La diffusion d’une interview de 2 heures 40 minutes, dans laquelle neuf anciens mercenaires de Wagner critiquent violemment les Forces Armées Maliennes (FAMa), relance le débat sur la présence russe au Mali. Arrivés en fin 2021, les mercenaires de Wagner ont officiellement quitté le pays en juin 2025, remplacés par l’Africa Corps. Les exactions commises par Wagner et les tensions avec les forces maliennes soulèvent des questions sur la nature réelle de ce partenariat.
Un échec militaire cuisant : à qui la faute ?
Wagner a été sollicité par les autorités maliennes fin 2021, alors que les forces françaises quittaient le pays. Officiellement déployé en janvier 2022, le groupe a quitté le Mali en juin 2025, remplacé par l’Africa Corps, une force paramilitaire contrôlée par le Kremlin et composée à 70-80% d’anciens membres de Wagner.
Depuis leur arrivée, le partenariat russo-malien fait face à des difficultés constantes avec la progression des groupes armés terroristes. La bataille de Tinzaouatène en juillet 2024 en est le parfait exemple avec un bilan très lourd. Ces combats ont coûté la vie à une cinquantaine de soldats maliens et à plus de 80 mercenaires russes, sans compter les blessés et les pertes matérielles. Cette défaite a porté un coup dur à la réputation de Wagner sur le continent africain.
manque de professionnalisme
Après la débâcle de Tinzaouatène, les mercenaires ont reproché aux forces maliennes de ne pas fournir le carburant nécessaire pour rapatrier leurs corps, accusant Bamako de «manque de professionnalisme» et d’un manque de discrétion problématique, les soldats maliens publiant même leurs positions sur les réseaux sociaux.
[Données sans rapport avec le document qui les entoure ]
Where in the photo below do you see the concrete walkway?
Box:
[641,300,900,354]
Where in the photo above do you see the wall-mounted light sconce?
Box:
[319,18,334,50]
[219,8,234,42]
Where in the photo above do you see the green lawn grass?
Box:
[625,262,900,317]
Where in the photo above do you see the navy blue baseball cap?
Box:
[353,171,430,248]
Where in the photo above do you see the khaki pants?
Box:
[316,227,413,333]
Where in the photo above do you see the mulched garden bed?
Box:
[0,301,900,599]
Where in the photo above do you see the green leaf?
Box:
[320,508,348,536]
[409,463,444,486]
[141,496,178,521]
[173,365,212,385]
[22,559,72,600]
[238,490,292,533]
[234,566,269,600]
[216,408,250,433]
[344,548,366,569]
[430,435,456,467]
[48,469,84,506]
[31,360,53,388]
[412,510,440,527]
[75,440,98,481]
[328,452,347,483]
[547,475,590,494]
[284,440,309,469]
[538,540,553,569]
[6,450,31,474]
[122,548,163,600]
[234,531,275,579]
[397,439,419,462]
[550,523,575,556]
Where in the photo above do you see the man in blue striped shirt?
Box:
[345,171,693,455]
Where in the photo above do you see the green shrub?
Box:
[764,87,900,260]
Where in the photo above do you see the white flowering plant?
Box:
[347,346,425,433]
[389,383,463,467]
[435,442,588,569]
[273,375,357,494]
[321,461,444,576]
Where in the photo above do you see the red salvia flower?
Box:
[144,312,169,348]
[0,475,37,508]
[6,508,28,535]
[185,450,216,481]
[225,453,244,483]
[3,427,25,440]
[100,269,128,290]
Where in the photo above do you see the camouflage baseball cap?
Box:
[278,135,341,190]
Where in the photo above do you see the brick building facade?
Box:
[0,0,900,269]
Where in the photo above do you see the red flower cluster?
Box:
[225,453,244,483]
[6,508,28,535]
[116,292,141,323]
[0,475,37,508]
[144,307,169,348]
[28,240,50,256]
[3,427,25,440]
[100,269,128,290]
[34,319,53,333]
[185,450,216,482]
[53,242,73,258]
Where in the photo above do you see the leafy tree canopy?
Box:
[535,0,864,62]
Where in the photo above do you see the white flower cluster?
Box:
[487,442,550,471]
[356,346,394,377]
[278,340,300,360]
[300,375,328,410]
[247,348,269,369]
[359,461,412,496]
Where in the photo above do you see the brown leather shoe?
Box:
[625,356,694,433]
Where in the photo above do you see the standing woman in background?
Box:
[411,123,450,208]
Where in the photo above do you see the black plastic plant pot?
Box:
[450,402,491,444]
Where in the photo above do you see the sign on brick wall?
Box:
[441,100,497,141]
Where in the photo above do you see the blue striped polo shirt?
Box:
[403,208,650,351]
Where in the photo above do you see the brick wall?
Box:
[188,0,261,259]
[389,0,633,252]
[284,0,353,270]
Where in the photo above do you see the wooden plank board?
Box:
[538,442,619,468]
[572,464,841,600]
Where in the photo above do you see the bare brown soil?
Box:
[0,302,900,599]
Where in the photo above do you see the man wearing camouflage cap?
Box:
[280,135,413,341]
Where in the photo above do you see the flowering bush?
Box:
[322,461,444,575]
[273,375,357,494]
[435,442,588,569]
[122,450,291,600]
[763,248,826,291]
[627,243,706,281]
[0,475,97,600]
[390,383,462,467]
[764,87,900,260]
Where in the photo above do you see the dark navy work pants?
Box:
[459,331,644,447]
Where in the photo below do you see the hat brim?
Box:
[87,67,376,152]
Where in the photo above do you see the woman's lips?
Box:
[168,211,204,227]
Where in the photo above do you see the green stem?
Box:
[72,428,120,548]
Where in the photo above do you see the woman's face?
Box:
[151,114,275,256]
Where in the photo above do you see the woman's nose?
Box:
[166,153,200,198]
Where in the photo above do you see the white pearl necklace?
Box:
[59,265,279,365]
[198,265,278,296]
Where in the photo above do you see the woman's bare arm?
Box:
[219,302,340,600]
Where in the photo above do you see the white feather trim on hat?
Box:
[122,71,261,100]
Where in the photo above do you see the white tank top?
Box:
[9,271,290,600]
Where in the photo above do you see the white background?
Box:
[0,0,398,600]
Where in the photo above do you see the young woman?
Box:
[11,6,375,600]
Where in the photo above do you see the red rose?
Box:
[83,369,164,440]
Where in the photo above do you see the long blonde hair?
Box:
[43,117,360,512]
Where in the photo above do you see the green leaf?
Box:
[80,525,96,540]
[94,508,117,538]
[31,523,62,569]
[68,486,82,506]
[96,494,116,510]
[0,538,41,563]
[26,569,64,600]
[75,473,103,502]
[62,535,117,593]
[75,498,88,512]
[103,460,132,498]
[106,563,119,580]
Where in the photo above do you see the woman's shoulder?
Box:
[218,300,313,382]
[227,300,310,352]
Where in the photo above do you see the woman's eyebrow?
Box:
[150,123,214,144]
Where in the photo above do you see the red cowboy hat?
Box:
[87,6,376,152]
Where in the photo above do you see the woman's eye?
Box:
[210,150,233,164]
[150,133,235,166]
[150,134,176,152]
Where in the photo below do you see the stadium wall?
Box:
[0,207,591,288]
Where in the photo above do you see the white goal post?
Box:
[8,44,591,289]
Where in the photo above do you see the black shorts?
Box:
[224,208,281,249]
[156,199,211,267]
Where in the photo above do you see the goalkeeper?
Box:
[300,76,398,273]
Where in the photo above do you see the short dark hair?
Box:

Ces reproches ont nourri une discorde croissante entre les deux camps, visible lors de la récupération des corps des combattants tombés.
Quand les actes et les paroles s’accordent
Si la bataille de Tinzaouatène semble avoir été un tournant dans les relations entre les forces russes et maliennes, le comportement de la SMP n’a fait qu’alimenter ce ressentiment.
Les exactions attribuées à Wagner se sont intensifiées : selon l’ONG Acled, 866 civils ont été tués en 2024 par Wagner et l’armée malienne, lors de 215 «incidents», contre 78 décès de civils lors de 39 «incidents» en 2021, avant leur arrivée. Le cas le plus emblématique est celui de Moura, en 2022, où plus de 500 personnes ont été tuées par l’armée malienne et Wagner.
La question du matériel est également devenu un sujet sensible entre les deux «partenaires». Le détournement d’armes maliennes par les mercenaires a été documenté par l’ONG GI-TOC (Global Initiative against Transnational Organized Crime) : les combattants de Wagner se sont appropriés des mitrailleuses, véhicules blindés et drones initialement destinés aux forces armées maliennes. Ce vol d’équipement a été facilité par le paiement mensuel de 10 millions de dollars fourni par Bamako, mais les mercenaires ont aussi «saisi les armes lors des affrontements» et «volé dans les stocks officiels».
Les soldats maliens y sont qualifiés de «peureux»
Cette relation déjà oppressante est aggravée par l’image que les Russes ont de leurs partenaires et qu’ils n’hésitent pas à partager. Les témoignages vidéo des anciens mercenaires, diffusés dans l’interview de 2 heures 40, sont truffés d’insultes envers les forces maliennes. Les soldats maliens y sont qualifiés de «peureux», «incompétents» et «voleurs», tandis qu’ils se plaignent aussi de leur «manque de professionnalisme». Ces propos révèlent une image négative, profondément ancrée chez les mercenaires russes, considérant les forces maliennes comme incapables de mener la guerre.
Le rapport de The Sentry démontre également les différences de traitements entre les Russes et les Maliens. Les mercenaires reçoivent des salaires nettement plus élevés, sont prioritaires pour les évacuations médicales et la livraison de matériel, ce qui conduit les soldats maliens à se sentir frustrés et marginalisés.
Ces inégalités renforcent les tensions et confirment que le partenariat n’a jamais été égalitaire. Il repose sur une milice russe profitant des ressources et de la main-d’œuvre locale sans réelle coopération stratégique.